I was delighted to attend and speak at the International Bar Association’s 17th annual conference on international mergers and acquisitions in New York earlier this month.
The event provided an invaluable platform for M&A practitioners from across the world to discuss developments in the world of corporate acquisitions and takeovers.
More favourable valuations for European companies than in the United States are contributing to a rise in shareholder activism on this side of the Atlantic.
This perhaps also reflects an increased familiarity on the part of US activist funds with the shareholder base of European companies, as well-known global US-based asset managers and institutional investors increase their positions here and activists that previously targeted US concerns reach out to European-headquartered organisations that have similar global businesses to their US-based counterparts but happen to be traded on other markets.
Companies in the UK and continental Europe operate on a subtly different framework from those in North America. In particular, the balance of decision-making between directors and shareholders, and the steps shareholders can take to displace underperforming boards, can differ substantially. It will be interesting to see how tactics deployed in the US will be adapted to work in European markets.
The rise of protectionism
High on the agenda was the perceived increase in protectionism globally, but particularly in the West. In the media this has most recently cropped up in the form of recent US tariffs on imported metals and the possibility of retaliatory measures by Canada, Mexico and the European Union. The focus has been on trade, rather than capital, in the main. But there are signs of changes in attitude to the free flow of ownership of capital assets.
In the UK, this is reflected in proposed long-term reforms to our domestic merger control regime, designed to give the Government greater power to intervene in and potentially block acquisitions and investments with a national security dimension.
Bidders need to be seen to offer a compelling case to get a smooth ride. We have recently seen the first two examples of bidders on a UK takeover giving so-called “post-offer undertakings”, where they commit to a particular course of action following the acquisition. These have generally been used to allay concerns by the Government and other stakeholders over the possible movement of production, R&D and human capital out of Britain to other parts of the world.

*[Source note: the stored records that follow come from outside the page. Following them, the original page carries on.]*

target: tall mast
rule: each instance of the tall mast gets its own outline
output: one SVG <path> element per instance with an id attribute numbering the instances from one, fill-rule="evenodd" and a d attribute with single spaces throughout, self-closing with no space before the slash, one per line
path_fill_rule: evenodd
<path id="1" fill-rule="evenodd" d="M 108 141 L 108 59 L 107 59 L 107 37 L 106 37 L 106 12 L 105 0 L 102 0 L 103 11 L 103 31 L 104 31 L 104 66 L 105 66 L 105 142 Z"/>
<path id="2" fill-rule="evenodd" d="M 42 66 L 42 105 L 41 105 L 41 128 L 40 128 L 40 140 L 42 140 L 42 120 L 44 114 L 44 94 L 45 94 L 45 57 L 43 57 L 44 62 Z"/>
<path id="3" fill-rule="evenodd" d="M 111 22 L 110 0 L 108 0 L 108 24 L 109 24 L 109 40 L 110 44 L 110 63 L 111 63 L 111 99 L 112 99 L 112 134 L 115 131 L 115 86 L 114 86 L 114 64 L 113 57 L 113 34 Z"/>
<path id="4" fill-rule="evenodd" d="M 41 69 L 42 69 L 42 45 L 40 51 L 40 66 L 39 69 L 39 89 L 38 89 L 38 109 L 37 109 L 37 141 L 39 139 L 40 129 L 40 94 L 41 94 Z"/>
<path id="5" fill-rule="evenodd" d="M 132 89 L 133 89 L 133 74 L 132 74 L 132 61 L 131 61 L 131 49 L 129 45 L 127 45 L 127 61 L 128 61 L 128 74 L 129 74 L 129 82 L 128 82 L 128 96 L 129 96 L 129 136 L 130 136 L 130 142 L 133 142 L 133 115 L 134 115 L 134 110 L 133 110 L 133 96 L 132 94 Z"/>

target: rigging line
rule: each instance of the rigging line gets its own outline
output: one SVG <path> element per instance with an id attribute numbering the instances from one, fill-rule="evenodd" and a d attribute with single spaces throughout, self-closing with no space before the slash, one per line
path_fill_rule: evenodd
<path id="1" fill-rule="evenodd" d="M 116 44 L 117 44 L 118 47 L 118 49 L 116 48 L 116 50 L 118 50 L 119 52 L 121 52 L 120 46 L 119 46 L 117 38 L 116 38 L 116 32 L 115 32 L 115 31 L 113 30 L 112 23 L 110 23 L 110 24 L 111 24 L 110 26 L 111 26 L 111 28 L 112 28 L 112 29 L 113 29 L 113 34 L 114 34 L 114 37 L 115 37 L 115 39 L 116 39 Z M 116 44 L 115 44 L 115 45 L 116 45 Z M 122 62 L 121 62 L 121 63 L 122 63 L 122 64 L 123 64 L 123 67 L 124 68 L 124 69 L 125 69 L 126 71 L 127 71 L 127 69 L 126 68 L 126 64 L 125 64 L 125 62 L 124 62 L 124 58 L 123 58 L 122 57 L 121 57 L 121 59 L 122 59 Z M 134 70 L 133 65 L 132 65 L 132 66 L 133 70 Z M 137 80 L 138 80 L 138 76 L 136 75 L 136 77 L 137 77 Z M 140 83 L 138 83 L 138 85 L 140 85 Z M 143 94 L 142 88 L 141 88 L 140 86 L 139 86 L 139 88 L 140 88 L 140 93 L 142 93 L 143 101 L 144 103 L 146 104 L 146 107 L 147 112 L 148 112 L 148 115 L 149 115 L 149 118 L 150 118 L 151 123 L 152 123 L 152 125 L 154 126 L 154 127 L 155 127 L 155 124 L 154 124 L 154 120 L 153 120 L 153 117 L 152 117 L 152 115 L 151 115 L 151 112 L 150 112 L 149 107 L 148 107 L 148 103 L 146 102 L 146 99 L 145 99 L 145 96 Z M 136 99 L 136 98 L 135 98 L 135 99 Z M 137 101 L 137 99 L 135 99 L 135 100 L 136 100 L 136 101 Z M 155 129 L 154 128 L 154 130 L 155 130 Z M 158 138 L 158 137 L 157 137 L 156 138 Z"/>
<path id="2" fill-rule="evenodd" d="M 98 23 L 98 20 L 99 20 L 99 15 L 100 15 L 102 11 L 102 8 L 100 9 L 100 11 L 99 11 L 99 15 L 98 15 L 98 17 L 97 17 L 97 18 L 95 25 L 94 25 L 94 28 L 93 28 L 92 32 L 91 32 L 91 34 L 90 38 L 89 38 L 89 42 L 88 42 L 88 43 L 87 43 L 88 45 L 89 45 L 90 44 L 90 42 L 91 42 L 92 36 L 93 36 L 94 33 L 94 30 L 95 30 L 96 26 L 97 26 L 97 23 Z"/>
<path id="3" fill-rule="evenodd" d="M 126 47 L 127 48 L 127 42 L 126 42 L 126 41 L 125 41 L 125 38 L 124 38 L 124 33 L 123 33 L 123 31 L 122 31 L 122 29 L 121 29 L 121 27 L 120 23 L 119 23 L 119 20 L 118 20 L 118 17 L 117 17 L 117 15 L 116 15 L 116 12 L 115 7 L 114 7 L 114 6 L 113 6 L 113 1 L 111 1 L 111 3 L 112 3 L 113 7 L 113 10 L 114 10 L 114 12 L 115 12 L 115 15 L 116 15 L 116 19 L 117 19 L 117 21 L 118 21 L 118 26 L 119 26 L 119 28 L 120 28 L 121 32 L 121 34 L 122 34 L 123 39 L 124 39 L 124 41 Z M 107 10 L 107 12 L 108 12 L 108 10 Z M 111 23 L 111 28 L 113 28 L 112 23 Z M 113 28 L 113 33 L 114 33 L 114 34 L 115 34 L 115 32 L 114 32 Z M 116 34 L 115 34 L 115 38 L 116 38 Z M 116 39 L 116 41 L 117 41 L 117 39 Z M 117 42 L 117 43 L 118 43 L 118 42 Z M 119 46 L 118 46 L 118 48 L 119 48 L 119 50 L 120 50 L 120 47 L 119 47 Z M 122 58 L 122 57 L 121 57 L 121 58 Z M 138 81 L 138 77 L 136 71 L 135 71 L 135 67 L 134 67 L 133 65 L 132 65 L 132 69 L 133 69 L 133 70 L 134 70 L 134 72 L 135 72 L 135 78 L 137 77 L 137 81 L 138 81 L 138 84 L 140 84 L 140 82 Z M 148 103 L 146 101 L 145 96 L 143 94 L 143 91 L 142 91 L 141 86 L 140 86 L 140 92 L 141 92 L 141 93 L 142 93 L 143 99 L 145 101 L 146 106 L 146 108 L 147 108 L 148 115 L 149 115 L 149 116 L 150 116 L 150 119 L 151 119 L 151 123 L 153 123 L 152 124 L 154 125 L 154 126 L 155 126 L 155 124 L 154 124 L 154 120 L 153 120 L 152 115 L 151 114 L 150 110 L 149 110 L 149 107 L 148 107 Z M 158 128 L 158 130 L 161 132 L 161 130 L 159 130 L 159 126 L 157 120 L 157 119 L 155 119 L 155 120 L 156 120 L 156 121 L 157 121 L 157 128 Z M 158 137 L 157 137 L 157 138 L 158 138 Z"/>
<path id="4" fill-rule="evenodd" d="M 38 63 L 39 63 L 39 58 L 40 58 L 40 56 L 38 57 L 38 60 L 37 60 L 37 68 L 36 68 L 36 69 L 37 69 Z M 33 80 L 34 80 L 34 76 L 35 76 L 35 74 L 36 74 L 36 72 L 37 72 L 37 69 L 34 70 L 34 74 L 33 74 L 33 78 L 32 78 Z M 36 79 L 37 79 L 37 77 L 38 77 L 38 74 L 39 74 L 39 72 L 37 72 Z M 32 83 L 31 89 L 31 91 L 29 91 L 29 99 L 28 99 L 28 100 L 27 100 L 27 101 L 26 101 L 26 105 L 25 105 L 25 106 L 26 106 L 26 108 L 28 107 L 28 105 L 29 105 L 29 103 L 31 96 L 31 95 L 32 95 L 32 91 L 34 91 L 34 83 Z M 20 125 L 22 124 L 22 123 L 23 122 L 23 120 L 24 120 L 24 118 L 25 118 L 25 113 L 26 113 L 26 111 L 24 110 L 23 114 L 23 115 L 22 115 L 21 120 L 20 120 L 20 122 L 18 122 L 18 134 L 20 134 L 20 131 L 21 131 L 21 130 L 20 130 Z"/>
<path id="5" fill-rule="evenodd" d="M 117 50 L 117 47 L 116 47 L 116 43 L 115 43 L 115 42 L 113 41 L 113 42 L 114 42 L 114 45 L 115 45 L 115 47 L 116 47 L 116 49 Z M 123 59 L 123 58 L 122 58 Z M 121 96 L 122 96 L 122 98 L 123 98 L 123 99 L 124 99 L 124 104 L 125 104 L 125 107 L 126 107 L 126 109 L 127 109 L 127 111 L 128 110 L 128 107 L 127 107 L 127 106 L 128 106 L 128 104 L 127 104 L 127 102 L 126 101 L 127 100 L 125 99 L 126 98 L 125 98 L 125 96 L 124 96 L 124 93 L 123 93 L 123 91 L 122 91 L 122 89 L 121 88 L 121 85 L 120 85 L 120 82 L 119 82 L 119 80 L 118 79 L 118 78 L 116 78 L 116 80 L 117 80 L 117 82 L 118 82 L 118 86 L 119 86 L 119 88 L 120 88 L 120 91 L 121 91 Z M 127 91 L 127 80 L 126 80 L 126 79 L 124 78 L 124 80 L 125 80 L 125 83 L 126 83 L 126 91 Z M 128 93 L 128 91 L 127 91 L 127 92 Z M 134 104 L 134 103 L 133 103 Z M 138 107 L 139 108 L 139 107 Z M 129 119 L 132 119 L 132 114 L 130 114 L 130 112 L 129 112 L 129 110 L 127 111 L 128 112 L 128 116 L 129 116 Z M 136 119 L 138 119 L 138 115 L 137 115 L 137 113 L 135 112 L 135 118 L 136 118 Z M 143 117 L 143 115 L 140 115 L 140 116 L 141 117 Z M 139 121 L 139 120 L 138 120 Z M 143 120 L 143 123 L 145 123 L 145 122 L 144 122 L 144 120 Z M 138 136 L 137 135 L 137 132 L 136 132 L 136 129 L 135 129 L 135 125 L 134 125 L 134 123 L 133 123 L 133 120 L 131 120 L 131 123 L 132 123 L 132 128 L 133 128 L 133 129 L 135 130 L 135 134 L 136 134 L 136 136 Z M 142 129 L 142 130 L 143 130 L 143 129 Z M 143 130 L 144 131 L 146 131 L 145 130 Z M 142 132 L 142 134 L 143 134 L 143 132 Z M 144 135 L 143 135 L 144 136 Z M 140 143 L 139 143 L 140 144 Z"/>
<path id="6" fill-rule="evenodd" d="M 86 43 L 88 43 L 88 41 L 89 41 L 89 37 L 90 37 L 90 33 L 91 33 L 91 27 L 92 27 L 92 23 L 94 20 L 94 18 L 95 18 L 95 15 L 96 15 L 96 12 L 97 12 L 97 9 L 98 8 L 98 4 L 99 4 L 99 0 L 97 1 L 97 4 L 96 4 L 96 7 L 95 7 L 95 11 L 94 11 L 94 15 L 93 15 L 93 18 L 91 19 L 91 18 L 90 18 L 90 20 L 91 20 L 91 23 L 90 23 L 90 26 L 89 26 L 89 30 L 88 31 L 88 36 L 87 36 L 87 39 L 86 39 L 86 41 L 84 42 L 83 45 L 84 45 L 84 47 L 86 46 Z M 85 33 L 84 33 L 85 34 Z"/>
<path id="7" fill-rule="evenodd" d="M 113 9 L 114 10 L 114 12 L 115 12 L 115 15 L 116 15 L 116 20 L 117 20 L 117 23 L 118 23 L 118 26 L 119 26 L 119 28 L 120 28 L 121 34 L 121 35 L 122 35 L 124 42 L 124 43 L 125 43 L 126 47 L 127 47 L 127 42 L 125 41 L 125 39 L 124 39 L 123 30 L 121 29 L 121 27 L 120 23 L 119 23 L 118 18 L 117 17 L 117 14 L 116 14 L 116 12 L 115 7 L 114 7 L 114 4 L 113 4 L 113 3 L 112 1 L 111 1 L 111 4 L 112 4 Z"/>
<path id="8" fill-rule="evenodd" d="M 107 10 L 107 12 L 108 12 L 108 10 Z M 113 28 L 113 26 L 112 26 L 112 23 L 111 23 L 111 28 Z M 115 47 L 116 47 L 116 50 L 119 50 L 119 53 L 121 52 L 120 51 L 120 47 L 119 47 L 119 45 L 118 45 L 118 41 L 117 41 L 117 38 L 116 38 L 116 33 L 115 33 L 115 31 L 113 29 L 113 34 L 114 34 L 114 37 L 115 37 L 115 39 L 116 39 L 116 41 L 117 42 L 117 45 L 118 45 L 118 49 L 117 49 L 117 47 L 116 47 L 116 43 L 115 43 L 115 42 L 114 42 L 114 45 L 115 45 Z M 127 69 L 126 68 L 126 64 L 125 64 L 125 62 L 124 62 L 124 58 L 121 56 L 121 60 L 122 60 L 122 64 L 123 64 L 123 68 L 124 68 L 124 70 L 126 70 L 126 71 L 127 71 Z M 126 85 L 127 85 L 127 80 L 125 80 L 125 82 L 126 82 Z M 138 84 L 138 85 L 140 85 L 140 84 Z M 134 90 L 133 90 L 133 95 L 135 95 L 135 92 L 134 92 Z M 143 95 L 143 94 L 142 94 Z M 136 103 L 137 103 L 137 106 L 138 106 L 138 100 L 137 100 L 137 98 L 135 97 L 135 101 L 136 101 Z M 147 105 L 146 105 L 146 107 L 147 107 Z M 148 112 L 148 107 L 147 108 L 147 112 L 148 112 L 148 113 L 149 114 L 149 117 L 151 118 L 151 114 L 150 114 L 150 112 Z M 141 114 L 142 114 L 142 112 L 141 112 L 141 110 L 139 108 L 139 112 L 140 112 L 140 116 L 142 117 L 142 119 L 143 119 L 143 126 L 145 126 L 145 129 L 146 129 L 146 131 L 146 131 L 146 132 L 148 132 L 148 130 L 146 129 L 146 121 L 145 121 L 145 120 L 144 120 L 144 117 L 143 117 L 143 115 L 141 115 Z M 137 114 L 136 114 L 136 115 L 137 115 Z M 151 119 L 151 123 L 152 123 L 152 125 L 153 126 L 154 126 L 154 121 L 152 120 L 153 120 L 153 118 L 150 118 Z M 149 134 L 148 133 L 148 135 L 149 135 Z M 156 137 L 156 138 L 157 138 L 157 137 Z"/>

I suspect post-offer undertakings will become more common on UK takeovers, particularly where the size of the deal and the nature of the target business arouse particular stakeholder interest or where there are strategic issues at stake. Changes to the Takeover Code post-Cadbury/Kraft have given target boards more leverage to extract these.
Grounds for optimism
All of this has the potential to suggest the UK is becoming more guarded against foreign investment. Add to this the current uncertainty over the likely outcome of the negotiations for the UK’s withdrawal from the European Union, and what consequences might ensue if the Government is unable to agree on a position, and one might be forgiven for seeing bleak prospects for M&A in the UK.
However, the overall feeling at the conference was that there is no need to suspect global takeover activity will be dampened, and that there are currently more tailwinds than headwinds.
Indeed, firms looking to make an acquisition in the UK may be motivated to act sooner, rather than later, before the proposed merger control changes are implemented and those political headwinds get any stronger.